Queste le parole dell'ex terzino sinistro giallorosso, riportate da gianlucadimarzio.com, durante l'evento:

"Arrivato nella capitale ho scelto il numero 17 perché il 6 era stato ritirato dopo l'addio di Aldair. Fin dall'inizio sedevo vicino a Totti, De Rossi e Mexes negli spogliatoi è stato importante sentire la loro passione per la squadra. La cosa più difficile è stata la lingua. Per fortuna Mexes e De Rossi parlavano ingles. Non è facile conquistare il cuore dei tifosi della Roma, se sei di Roma come De Rossi e Totti è sicuramente più facile. Ma ogni volta quando eravamo dentro gli spogliatoi sentivamo i tifosi cominciare a cantare l'inno, era una cosa unica. Una volta in campo cominciavano i tuoni. Cori, bandiere e striscioni, sono pochi i posti nei quali i tifosi sono più intensi".

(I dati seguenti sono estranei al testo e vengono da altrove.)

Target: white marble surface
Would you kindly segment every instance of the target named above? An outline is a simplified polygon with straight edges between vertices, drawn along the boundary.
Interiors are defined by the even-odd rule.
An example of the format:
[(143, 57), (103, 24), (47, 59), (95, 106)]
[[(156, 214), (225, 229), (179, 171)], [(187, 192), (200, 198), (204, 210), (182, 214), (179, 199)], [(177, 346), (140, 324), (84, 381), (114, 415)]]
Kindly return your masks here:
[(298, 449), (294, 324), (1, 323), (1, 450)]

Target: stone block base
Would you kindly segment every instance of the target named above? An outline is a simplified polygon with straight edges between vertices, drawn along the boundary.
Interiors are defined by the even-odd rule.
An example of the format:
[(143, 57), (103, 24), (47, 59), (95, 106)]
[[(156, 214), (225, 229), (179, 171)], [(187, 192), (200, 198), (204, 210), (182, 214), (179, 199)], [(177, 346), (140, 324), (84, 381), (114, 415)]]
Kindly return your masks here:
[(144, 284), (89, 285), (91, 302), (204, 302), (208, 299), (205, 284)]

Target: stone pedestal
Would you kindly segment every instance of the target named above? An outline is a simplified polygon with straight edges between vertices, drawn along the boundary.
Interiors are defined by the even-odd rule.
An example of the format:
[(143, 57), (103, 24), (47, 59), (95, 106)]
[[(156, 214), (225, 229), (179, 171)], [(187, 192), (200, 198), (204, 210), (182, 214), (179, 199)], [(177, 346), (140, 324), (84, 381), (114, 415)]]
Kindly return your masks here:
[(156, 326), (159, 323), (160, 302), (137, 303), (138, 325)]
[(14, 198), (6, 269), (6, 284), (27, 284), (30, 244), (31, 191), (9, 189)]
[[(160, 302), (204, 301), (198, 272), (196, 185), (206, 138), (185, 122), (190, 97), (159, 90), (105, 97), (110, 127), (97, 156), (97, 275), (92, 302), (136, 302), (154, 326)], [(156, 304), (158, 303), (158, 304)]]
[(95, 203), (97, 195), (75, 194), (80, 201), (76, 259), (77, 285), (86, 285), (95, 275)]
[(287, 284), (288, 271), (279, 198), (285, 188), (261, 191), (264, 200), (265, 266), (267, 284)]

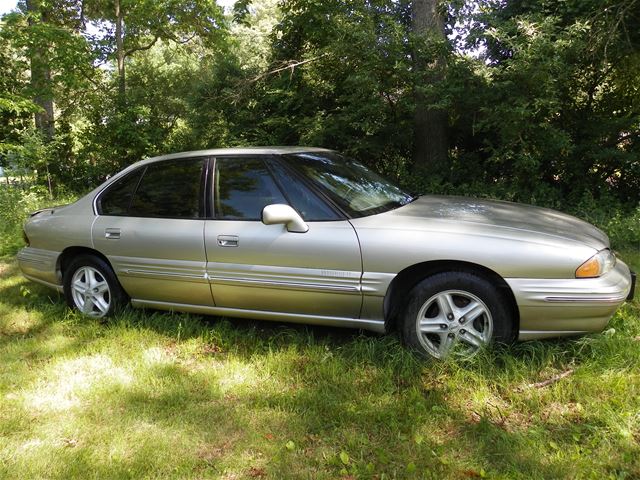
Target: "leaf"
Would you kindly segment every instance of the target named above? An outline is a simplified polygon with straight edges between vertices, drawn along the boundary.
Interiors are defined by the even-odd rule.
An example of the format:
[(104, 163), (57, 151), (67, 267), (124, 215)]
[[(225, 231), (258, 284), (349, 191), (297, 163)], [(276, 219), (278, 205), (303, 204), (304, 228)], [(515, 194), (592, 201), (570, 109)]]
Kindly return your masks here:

L'ex giocatore norvegese ha poi raccontato gli albori della sua avventura romanista. "Pensavo che l'interesse della Roma fosse uno scherzo, non credevo che avrei veramente potuto giocare vicino a Totti e De Rossi. Sono orgoglioso di aver indossato la maglia della Roma e di aver giocato insieme a Totti. Lui ha la capacità di controllare tutto il gioco. Il giocatore più forte con cui abbia giocato è stato Gerrard perché era completo, ma Totti è quello più iconico e con più classe". Sulle differenze tra Liverpool e Roma, Riise ha detto: "A Roma la squadra è tutto per i tifosi. Loro sono ossessionati in maniera positiva dalla squadra. Anche durante il derby di Liverpool c'è molta intensità, ma quello che contraddistingue il derby di Roma è l'atmosfera che si crea sugli spalti".